Animal Examples of Deception

In 1862, the English naturalist Henry W. Bates published in the Transactions of the Linnean Society the results of the research that he had conducted on butterflies from the forests of Brazil. According to German scientist Wolfgang Wickler, the conclusions drawn by Bates stimulated heated discussion for the next 100 years, not only among scientists but also among philosophers, theologians, and teachers. The reason for such interest was that Bates had in fact pointed out a particular phenomenon that would later receive the term Batesian mimicry in his honor. Having observed that the palatable Pierid butterflies pretended to be the unpalatable Heliconids, Bates came to the conclusion that animals could act a part. Wickler notes, “An actor is a mime, and so the representation of a false warning pattern was called mimicry.”

In another attempt to classify the varying degrees of deception, scholar Robert Mitchell proposes a hierarchy describing subsumptive levels of deception, and lists six levels of increasing complexity creating different forms of deception. While the first level involves evolution, selection, morphogenesis, and registration by the victim, the second level calls for registration of the deceiver coordinated with actions of the victim. The third level, call for learning and memory, with the fourth calling for pretense, conscious thought, and imaginative planning. More complex, the fifth level takes the other's perspective, and the sixth level recognizes the other's perspective on the self's perspective.

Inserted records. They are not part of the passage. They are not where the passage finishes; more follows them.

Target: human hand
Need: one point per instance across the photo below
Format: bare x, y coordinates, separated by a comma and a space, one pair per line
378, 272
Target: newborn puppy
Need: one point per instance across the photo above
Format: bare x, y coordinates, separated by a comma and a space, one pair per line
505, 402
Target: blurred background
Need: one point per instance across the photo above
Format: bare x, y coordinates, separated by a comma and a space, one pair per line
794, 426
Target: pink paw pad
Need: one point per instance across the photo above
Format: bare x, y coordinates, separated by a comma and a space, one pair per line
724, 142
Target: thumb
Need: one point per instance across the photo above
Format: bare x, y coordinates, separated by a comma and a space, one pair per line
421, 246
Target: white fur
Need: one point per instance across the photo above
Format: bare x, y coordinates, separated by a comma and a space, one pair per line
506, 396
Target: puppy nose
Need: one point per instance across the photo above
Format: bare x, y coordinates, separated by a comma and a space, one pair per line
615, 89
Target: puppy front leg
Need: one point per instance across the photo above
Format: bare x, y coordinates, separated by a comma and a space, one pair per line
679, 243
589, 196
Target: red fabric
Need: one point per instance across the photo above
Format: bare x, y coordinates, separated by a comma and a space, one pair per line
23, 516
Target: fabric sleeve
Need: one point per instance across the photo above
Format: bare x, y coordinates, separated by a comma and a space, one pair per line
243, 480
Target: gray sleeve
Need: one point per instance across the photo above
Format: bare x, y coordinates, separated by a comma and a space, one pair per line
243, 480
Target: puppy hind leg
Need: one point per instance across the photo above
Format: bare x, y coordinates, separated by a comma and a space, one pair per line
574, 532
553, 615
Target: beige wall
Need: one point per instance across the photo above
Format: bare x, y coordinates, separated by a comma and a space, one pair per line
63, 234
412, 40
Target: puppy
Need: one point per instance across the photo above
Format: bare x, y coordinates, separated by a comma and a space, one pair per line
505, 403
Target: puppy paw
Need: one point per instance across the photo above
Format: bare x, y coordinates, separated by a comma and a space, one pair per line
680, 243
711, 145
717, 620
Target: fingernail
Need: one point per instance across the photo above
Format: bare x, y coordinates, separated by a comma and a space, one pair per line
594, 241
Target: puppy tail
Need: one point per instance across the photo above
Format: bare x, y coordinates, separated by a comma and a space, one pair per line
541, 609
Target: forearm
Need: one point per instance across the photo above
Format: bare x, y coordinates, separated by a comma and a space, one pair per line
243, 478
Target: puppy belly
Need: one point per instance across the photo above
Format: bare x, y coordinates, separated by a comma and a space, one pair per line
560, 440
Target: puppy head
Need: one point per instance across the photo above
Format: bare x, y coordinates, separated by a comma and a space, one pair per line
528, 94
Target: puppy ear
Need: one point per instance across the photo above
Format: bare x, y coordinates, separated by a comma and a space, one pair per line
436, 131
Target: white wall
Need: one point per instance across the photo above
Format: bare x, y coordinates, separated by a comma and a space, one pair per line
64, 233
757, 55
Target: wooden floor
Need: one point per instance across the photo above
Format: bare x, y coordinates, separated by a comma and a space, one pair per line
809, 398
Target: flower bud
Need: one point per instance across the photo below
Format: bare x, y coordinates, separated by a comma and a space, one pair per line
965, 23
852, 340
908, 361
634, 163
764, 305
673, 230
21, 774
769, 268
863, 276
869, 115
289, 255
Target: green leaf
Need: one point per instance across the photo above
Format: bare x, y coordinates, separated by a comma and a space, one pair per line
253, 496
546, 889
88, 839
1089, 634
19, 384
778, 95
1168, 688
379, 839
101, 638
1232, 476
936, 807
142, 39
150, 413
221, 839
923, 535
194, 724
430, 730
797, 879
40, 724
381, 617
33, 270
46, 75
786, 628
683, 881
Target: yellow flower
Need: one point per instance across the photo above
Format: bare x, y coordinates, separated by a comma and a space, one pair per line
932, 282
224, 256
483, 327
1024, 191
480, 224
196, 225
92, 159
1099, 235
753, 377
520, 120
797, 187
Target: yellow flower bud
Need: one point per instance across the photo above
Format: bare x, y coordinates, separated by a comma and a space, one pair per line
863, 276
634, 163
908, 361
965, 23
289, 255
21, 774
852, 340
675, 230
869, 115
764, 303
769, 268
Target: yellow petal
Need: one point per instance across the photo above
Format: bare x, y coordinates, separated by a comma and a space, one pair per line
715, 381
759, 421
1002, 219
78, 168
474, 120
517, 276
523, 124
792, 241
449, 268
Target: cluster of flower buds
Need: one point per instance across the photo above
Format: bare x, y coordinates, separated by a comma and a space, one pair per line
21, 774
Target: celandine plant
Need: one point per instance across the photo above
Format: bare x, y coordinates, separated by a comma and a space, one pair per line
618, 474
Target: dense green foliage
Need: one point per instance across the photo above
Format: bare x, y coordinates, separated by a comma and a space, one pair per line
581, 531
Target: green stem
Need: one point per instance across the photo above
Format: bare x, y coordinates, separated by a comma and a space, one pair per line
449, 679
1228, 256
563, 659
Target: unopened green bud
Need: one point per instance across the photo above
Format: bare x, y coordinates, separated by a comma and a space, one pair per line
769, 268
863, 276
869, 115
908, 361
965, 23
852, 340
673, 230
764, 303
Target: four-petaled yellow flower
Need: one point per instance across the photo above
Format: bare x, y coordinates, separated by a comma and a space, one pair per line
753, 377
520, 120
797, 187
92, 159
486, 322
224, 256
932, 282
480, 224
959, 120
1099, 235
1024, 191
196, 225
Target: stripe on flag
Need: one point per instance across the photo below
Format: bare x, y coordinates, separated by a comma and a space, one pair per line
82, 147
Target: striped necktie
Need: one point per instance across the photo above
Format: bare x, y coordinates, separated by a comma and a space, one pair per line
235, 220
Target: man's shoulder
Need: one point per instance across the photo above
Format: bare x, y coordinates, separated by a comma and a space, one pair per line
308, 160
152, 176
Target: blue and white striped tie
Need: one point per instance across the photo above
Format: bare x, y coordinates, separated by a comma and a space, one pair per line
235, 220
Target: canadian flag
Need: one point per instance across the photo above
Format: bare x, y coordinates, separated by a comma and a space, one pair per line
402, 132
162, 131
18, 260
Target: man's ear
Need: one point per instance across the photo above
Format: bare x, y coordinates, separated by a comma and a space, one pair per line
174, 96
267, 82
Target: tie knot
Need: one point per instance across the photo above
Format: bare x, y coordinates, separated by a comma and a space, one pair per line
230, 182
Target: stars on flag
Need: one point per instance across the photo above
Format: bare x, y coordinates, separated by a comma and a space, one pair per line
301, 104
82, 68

Several different forms and levels of complexity of deception are practiced by animals. These levels may distinguish simpler processes from more complex quasihuman behavioral patterns. The problem with this distinction is that the adjective simple runs the risk of diminishing the fact that any mimetic or deceptive analogy involves the origin of all species and all adaptation.

Insects

Insects are exemplary of the first two levels of deception, although some performances on the part of insects, such as pretending to be something they are not, could very well fall under the third level of deception. Butterfly deception would fall under Mitchell's first two levels because they implicate camouflage and mimicry, but these first two levels differ when it comes to the involvement of the agent. As Mitchell states, “At the first level are simulations, produced through selection, evolution, and morphogenesis, which were selected for their resemblance, from the victim's perspective, to things that have special relevance (mimicry) to no relevance (camouflage) to the victim.”